Archie Cross

Personal information
- Full name: Arthur George Cross
- Date of birth: 1880
- Place of birth: Dartford, Kent, England
- Date of death: After 1910
- Position: Right back

Senior career*
- Years: Team / Apps / (Gls)
- –1900: Dartford
- 1900–1910: Woolwich Arsenal / 132 / (0)
- 1910–????: Dartford

= Archie Cross =

English footballer

Arthur George "Archie" Cross (1880 – after 1909) was an English footballer.

Cross was born in Dartford, Kent and started his career at Dartford F.C., before joining nearby Woolwich Arsenal in April 1900. A right back, he was initially the understudy to Duncan McNichol, but made his debut in a 1–1 draw with Blackpool on 6 October 1900. After playing just three games in 1900–01, he played in fifteen of Arsenal's first nineteen games of 1901–02, before losing his place again to McNichol. After another season as backup, he finally won a regular place in the side in 1903–04, during which Arsenal won promotion to the First Division for the first time in their history.
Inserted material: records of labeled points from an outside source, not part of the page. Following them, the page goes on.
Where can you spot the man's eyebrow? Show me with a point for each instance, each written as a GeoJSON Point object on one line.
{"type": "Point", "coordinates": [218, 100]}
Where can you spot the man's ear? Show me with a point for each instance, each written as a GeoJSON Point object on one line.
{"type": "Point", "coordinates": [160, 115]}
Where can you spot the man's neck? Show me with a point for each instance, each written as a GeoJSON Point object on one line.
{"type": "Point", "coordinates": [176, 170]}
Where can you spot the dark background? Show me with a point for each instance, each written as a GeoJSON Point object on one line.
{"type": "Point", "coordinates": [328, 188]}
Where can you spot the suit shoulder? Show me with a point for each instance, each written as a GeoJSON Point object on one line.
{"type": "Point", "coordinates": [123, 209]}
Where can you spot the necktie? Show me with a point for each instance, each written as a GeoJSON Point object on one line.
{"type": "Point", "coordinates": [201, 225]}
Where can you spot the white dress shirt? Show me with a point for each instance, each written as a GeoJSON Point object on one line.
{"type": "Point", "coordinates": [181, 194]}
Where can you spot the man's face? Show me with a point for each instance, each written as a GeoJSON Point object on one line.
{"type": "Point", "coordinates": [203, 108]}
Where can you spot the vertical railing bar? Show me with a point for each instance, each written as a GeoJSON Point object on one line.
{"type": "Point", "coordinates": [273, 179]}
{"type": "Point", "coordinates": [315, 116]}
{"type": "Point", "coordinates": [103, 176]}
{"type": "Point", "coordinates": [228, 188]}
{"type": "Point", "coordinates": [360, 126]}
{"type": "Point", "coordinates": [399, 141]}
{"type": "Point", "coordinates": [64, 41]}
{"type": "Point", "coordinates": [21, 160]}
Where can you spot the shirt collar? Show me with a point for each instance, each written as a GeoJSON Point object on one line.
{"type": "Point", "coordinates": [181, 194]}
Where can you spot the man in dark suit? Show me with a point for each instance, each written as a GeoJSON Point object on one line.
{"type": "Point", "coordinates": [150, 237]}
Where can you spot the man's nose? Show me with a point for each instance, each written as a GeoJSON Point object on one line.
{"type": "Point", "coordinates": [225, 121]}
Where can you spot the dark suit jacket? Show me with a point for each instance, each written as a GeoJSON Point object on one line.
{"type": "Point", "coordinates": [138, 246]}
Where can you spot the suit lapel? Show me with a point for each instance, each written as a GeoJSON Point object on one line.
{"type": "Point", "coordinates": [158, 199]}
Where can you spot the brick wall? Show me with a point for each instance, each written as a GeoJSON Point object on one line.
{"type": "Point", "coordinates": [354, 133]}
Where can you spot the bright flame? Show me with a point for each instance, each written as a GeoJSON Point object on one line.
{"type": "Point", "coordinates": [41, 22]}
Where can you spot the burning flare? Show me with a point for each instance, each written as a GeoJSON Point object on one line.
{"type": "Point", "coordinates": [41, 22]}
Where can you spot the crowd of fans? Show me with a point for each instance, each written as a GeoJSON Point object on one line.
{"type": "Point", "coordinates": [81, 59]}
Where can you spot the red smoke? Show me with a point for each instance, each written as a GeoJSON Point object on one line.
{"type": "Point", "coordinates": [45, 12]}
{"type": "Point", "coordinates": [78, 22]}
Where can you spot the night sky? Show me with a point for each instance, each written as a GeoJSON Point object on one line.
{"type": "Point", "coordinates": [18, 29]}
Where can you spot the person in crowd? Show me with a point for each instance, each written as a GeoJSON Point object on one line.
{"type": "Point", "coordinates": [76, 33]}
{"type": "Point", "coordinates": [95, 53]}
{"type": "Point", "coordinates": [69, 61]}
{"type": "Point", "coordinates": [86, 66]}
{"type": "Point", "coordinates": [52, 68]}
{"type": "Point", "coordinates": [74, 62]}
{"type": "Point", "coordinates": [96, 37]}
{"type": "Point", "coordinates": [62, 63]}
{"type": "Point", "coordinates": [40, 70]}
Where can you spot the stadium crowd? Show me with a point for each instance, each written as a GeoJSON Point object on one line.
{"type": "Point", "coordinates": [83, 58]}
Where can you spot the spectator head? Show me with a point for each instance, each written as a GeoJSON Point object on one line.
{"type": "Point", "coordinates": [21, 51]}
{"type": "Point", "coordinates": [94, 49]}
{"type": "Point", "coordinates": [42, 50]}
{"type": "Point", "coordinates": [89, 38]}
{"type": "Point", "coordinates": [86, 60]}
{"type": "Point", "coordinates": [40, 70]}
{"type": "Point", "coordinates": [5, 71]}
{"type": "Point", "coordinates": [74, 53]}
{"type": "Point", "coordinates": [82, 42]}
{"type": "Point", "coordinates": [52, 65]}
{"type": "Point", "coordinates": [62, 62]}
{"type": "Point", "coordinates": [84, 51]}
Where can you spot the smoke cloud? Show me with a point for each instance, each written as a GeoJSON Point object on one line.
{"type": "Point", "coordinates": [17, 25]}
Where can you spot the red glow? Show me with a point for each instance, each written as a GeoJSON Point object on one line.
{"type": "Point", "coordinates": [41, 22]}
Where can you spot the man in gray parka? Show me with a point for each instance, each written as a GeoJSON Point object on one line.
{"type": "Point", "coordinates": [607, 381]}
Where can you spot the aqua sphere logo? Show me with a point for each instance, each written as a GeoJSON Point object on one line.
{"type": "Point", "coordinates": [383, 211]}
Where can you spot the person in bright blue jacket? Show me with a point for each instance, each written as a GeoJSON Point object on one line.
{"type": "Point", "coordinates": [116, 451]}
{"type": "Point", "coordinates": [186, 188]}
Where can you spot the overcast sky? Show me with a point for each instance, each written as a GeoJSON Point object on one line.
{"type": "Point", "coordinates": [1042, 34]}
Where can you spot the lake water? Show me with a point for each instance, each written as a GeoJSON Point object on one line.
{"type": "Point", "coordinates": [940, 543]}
However, after Arsenal were promoted they signed his namesake Archie Gray, and Gray was included in the Arsenal side at the expense of Cross, who only played in just over a third of Arsenal's matches in their first three seasons in the top flight. In 1907 he switched sides to left back but was mainly use in the position as cover for the first-choice left back, Joe Shaw. Despite being only a reserve for much of his latter career, he was picked for an England trial in 1906, but never made it to the senior side. Cross left Woolwich Arsenal in 1910, with 149 appearances in league and cup to his name, although he never scored for the Reds. After leaving Arsenal, he saw out his career with a second spell at Dartford.